G alpha(o), the most abundant G protein in mammalian brain, occurs at least in two subforms, i.e., G alpha(o1) and G alpha(o2), derived by alternative splicing of the mRNA. A third G alpha(o1)-related isoform, G alpha(o3), has been purified, representing about 30% of total G(o) in brain. Initial studies revealed distinct biochemical properties of G alpha(o3) as compared with other G alpha(o) isoforms, In matrix-assisted laser desorption/ionization peptide mass mapping of gel-isolated G alpha(o1) and G alpha(o3), C-terminal peptides showed a difference of +1 Da for G alpha(o3). Nanoelectrospray tandem mass spectrometry sequencing revealed an Asp instead of an Asn at position 346 of G alpha(o3). Gel electrophoretic analysis of recombinant G alpha(o3) showed the same mobility as native G alpha(o3) but distinct to G alpha(o1). The conversion of (346)Asn-->Asp changed the signaling properties, including the velocity of the basal guanine nucleotide-exchange reaction, which points to the involvement of the C terminus in basal guanosine 5'-[gamma-thio] triphosphate binding.
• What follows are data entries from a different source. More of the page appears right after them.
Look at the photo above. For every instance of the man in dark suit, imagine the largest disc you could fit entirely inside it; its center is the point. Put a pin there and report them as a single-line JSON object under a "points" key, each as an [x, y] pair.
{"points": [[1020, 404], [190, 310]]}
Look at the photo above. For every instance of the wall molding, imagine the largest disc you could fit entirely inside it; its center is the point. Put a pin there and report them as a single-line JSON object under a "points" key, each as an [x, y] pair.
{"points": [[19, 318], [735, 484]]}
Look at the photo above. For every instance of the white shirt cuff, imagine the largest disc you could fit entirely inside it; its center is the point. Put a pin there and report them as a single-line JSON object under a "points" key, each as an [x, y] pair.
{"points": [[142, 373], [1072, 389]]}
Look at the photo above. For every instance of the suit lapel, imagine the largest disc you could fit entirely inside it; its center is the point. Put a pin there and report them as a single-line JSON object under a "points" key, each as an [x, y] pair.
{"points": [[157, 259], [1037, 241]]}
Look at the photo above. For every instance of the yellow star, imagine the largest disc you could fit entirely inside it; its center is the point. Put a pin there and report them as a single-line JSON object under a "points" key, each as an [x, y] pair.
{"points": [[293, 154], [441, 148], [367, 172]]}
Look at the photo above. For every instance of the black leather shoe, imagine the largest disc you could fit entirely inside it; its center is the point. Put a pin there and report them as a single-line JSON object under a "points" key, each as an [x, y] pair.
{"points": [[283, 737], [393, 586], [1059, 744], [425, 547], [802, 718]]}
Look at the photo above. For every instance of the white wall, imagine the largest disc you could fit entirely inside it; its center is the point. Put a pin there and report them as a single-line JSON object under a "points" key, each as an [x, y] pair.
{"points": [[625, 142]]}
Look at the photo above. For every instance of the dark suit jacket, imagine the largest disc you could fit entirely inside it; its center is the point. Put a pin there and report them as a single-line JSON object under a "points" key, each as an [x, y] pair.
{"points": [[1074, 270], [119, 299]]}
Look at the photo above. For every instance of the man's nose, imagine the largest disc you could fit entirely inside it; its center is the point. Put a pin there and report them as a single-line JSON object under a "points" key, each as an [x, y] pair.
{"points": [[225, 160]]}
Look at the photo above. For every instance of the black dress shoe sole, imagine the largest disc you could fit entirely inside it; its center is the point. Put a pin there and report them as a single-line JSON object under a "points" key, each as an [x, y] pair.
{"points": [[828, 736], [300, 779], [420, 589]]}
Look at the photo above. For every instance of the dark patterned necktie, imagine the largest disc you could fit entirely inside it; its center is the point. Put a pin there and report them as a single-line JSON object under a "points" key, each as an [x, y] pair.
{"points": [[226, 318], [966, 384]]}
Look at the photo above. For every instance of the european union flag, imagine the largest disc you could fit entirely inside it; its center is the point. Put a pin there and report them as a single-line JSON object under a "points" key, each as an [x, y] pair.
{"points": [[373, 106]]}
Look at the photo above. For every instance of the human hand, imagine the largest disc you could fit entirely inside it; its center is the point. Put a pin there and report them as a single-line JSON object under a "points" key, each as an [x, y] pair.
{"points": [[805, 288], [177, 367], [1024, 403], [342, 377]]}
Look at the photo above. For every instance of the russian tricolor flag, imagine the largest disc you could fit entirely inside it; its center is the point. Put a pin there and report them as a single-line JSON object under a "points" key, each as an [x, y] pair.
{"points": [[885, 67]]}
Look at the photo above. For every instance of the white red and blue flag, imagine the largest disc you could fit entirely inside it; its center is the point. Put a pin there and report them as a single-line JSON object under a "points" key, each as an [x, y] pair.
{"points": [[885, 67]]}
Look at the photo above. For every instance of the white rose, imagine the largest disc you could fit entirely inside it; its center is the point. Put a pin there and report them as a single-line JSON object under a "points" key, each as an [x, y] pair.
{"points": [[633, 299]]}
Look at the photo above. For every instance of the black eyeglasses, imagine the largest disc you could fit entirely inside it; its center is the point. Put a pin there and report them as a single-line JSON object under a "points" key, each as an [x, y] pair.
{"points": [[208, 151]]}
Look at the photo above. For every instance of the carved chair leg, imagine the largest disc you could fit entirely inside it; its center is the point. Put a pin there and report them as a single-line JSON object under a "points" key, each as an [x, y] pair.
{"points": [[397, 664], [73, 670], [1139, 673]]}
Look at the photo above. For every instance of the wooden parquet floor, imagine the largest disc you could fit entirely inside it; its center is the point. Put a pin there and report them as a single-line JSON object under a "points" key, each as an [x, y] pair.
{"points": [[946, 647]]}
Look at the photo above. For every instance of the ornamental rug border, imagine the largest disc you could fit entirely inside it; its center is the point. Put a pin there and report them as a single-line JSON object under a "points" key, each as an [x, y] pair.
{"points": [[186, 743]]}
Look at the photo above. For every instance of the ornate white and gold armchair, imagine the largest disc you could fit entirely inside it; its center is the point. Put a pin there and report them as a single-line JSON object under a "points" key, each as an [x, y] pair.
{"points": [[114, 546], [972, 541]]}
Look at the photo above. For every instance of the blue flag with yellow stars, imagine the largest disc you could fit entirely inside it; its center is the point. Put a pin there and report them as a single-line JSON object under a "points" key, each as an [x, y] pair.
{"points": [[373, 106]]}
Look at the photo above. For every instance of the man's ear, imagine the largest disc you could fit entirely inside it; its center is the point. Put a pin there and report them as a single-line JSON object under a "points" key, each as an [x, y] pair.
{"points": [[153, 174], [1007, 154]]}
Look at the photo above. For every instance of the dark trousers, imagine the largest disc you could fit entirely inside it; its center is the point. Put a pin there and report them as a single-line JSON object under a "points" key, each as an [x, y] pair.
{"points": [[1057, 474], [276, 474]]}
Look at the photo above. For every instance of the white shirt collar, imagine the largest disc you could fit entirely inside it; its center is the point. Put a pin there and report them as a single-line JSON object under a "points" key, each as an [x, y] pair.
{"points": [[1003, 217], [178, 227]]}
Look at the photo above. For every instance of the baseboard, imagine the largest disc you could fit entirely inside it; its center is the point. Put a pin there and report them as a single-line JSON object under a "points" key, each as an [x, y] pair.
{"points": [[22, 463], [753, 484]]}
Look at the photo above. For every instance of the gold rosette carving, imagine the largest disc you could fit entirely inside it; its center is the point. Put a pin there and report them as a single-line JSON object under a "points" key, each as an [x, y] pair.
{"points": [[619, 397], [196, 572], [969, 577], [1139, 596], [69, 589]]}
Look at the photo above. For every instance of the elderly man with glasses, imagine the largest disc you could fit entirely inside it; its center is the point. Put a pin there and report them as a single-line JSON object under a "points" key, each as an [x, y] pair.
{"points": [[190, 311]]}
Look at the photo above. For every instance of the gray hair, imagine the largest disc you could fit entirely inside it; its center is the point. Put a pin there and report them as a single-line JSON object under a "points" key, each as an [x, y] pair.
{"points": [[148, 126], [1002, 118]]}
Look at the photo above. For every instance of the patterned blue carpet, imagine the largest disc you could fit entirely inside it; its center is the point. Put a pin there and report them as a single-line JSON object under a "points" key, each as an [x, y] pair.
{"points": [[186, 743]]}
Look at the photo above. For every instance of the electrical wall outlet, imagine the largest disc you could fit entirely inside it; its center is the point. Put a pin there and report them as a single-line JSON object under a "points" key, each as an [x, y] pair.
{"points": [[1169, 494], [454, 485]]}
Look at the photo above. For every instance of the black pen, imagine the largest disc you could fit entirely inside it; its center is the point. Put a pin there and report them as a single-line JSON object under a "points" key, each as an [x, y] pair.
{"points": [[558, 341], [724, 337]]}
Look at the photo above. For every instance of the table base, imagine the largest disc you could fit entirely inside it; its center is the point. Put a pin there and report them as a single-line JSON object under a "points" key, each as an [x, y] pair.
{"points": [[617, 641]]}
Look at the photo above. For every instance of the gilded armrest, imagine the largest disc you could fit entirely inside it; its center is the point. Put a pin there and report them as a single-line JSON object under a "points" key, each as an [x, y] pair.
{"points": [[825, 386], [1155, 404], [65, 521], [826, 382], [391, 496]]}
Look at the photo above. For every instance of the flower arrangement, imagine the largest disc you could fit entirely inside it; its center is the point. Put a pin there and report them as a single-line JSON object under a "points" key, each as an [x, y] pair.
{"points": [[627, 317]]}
No cDNA coding for G alpha(o3) was detected, suggesting an enzymatic deamidation of G alpha(o1) by a yet-unidentified activity, Therefore, G alpha heterogeneity is generated not only at the DNA or RNA levels, but also at the protein level. The relative amount of G alpha(o1) and G alpha(o3) differed from cell type to cell type, indicating an additional principle of G protein regulation.